Remember OS/2? Ya, MS fucked them with W95.
So now, when most everyone runs windows OS, MS is talking about not supporting computers unless you buy their specific hardware. And I'm more then postive it will not be cheap.
Be seeing you...
the difference is that computers aren't even close to that 'simple' point yet, so there's a lot of sacrifice being made for that convenience. The tasks the parent lists require a certain amount of knowledge to do. They can be automated to some degree, but giving access to people who otherwise couldn't figure out a proper tool just creates a ton of really shitty quality output that's then spammed all over the net. Instagram and cellphone recorded youtube videos come to mind as examples. he also lists locked bootloaders as a 'feature'. they're not. they don't stop your hapless techno-weenie from installing malware riddled applications. they only prevent him (and anyone with a clue he asks for help) from getting into the machine's filesystem to fix the problem. They also discourage any potential interest he might have in tinkering. trust me, you don't want to live in a future where the only source of content comes from corporate providers propped up by content lockin.
I could argue that cars, technology that achieved its apex 30 years ago, are being made MORE needlessly complex and expensive for the owner with all the recent computerized additions. Those black boxes are often undocumented and cause all sorts of hard to work out intermittent failures when they die..and they're expensive too. then there's software bugs.. At this point I'd pay up for a car without any programmable logic in it. It'd be more reliable. of course, this doesn't prop up dealer revenues..
oh, and btw, this is slashdot.. most posters are nerds.. maybe you meant to post on espn.com.
Considering the iPhone's still supported start from 3Gs onwards and that iPhone sales have grown close to exponentially I'd say the difference between the two denominators is smaller than you assume it is. But I think it's 80% of devices still in use (i.e. reporting something home through carriers for debugging purposes) and I'd not be surprised if the number is about the whole install base as the recent Apple presentation did show also OS versions of 3.x that have to be early iPhone's too, not just latest models.
Your quote:
Most of the datacenter equipment has less in common with the current desktop components than most would like.
My quote:
from small companies who can't afford the expansive branded workstations, or enterprises from part of the world where the money exchange rate make the beige boxes the only option even for large companies
Yes, I know that the servers in Facebook's datacenter have nothing to do with our desktops.

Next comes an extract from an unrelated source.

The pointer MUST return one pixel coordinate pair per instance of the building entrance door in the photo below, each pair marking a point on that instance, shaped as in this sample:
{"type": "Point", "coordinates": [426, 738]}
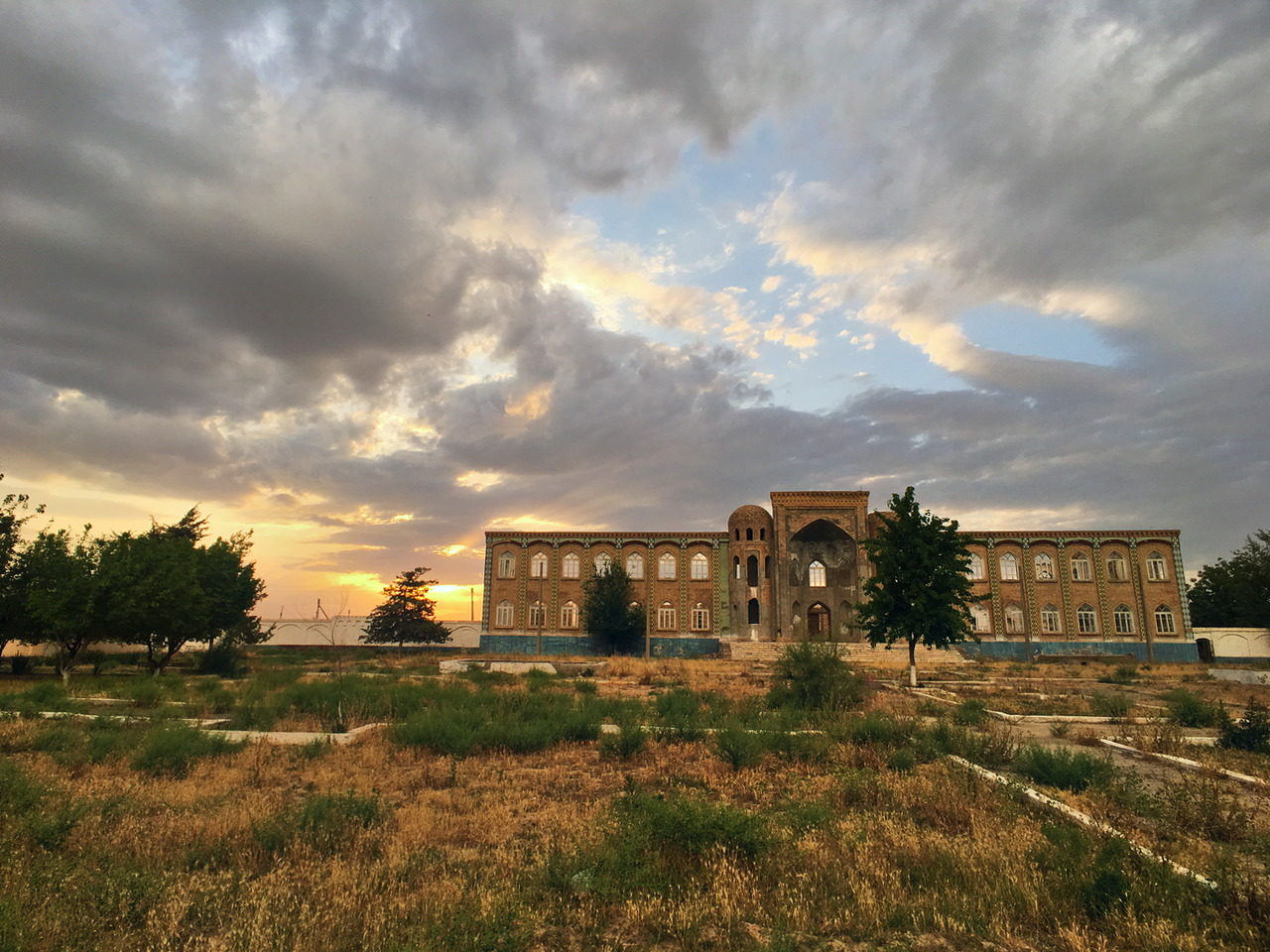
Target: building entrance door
{"type": "Point", "coordinates": [818, 622]}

I was specifically referring to labs in universities, small companies, companies in less rich parts of the world, etc. for whom a "server" is just a beige box with a special purpose.
"Sufficiently advanced satire is indistinguishable from reality." - [Tips: 1DrYakQDKCQ6y52z6QbnkxHXAocMZJE61o ]
I think Microsoft was forced into this. I think that they realize that to get into the market with a Windows tablet, the tablet will have to be sold at a (large) loss for several years. The normal PC manufactures are not willing to, nor can afford such expense.
If they're selling at a loss, I say we all go buy a couple. Multiply their loss. Then hack 'em and put Linux (and possibly Android) on them. Considering the number of third-party Android ROMs out there, I don't expect it'll take long.
My prior laptop was an HP, which was "designed for Windows 95." Within 30 days of buying it, it was running Debian (preferred distro at the time). My current laptop came with Vista. That didn't last a week. It is currently running Ubuntu 11.10. I don't use it enough, these days, to bother upgrading it further. The vast majority of my personal access to the Internet is through my current phone (HTC DI2). 99% of the time, I don't need a full-blown desktop or laptop.
My prior phone was an HTC Touch. It came with WinMo. Instead, it ran Android Cupcake, Donut, Eclair and, finally, Froyo during the time I had it.
The pattern is well-established. Buy hardware with MS products on it. Wipe out the MS crap. Run whatever you like. This will be no different.
... by the Dew of Mountains the thoughts acquire speed, the hands acquire shakes, the shakes become a warning
"Post-PC" = "Post-Freedom". Discuss.